Devils eliminated in 4-1 Game 4 loss
St. John’s goalie Michael Hutchinson went a long way toward closing the door on the Albany Devils’ season, making 39 saves in Game 4 on Friday and finishing the four games with a 1.51 goals-against average and .952 save percentage, posting a 24-save shutout in Game 3.
He was easily the most outstanding player in the best-of-five first-round Calder Cup Playoffs series.
Still, Albany coach Rick Kowalsky said Friday’s loss just came down to the IceCaps playing a better game. The Devils said all the right things heading into the must-win game, but the top line for the IceCaps accounted for all the St. John’s goals in the 4-1 win after scoring none in the first three games, and Kowalsky said they just seemed to want the puck more.
Andrew Gordon scored his first three goals of the postseason Friday night, one at even strength, then one short-handed, then one on the power play. His linemate John Albert capped the scoring.
“We didn’t have the matchups as much, and you know, that first goal was a puck we couldn’t find,” Kowalsky said. “[Albany goalie Keith Kinkaid] had his foot on the post and it bounced around, kind of an ugly goal. Gordon’s second one, we had a power play, we got our fourth-line guys out there, and we lose the draw but kind of go right by Gordon. He shoots it, he gets his own rebound and there’s three of us standing there. It’s kind of one of those nights where they seemed to want the puck, get the puck more than we did. That’s a goal that can’t go in, and that one definitely hurt us. Gordon gets the one on the power play that’s in Keith’s chest, he’s just about ready to swallow it up, and they bat it out of the air. The Albert goal, he won the puck battle in front and found a way to put it in the net.”

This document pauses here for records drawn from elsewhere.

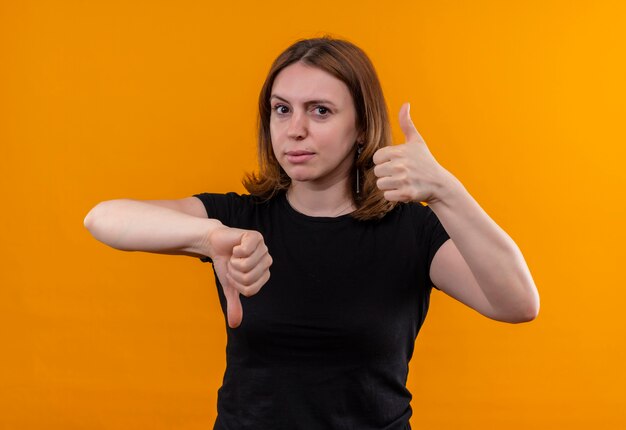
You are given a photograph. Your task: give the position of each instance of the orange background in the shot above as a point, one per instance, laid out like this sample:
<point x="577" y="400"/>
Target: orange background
<point x="522" y="101"/>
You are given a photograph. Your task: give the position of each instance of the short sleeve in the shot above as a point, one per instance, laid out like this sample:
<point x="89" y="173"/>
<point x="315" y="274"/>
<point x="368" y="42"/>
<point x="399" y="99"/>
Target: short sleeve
<point x="434" y="236"/>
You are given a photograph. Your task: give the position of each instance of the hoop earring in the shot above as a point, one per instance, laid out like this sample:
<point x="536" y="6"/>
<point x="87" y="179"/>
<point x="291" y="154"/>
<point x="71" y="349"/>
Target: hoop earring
<point x="359" y="150"/>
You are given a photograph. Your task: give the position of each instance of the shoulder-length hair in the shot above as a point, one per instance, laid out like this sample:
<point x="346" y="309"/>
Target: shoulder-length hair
<point x="351" y="65"/>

“I can’t really put my finger on what went different,” Albany’s Tim Sestito said of the way the Devils played the top St. John’s line. “They just found ways to get pucks to the net. Little things, pucks squeaked through, and they found their way in. It’s a tough way to go out, but their big-game players put some goals on the board, and we just didn’t have enough to answer tonight.”
The first goal came at 3:47 in the first period when Zach Redmond’s point shot missed wide and after hitting the boards, nestled up next to the right post. Kinkaid was on his belly with his left skate pressed up to the post, but Jason Jaffray was able to knock the puck loose, and Gordon skated in on the right side to punch it through.
The IceCaps scored the first goal in each of the four games in the series.
“I thought tonight they probably came with the most energy out of any of the series,” Kowalsky said. “That goal’s a point shot that misses the net, it tucks up beside the post, we get some D tied up in front and can’t find it, Keith can’t find it. This wasn’t a case, this series, at all of them dominating in some of the areas we’ve seen them dominate during the year, one being off the rush. They had us hemmed in a couple times tonight, and so did we on the other side. It’s playoff hockey, they were able to score the first goal in each of the four games, but I think that’s more a coincidence than anything else.”
At 7:58 of the second period, the IceCaps took their largest lead of the series when Gordon booked his shorty. A high-stick in the neutral zone brought the faceoff into the Albany end with the Devils on a power play. IceCaps penalty killer Patrice Cormier won the faceoff to Gordon in the slot, and he fired. His rebound came right back to him, and he fired again, this time getting it past Kinkaid.
The Devils cut that deficit in half, though, at 9:17 of the second. Defenseman Eric Gelinas sent a pass, left-to-right, D-to-D, to Jon Merrill. Merrill’s slap shot found its way past Hutchinson, ending the Devils’ scoreless streak at 99 minutes, 16 seconds dating back to a Scott Timmins power-play goal at 10:01 of the third period in Game 2.
“I liked our attitude and the feeling on the bench after we got that goal from Jonny to make it 2-1,” Sestito said. “I thought we made a pretty good push. We’ve had chances all series long. We just couldn’t finish, and in the end, I think that’s what doomed us.”
After sending the pass across to Merrill, though, Gelinas was laid out by a late hit behind the play. There was no penalty called on the play, and Gelinas was lost for the remaining 30:43 with a lower-body injury.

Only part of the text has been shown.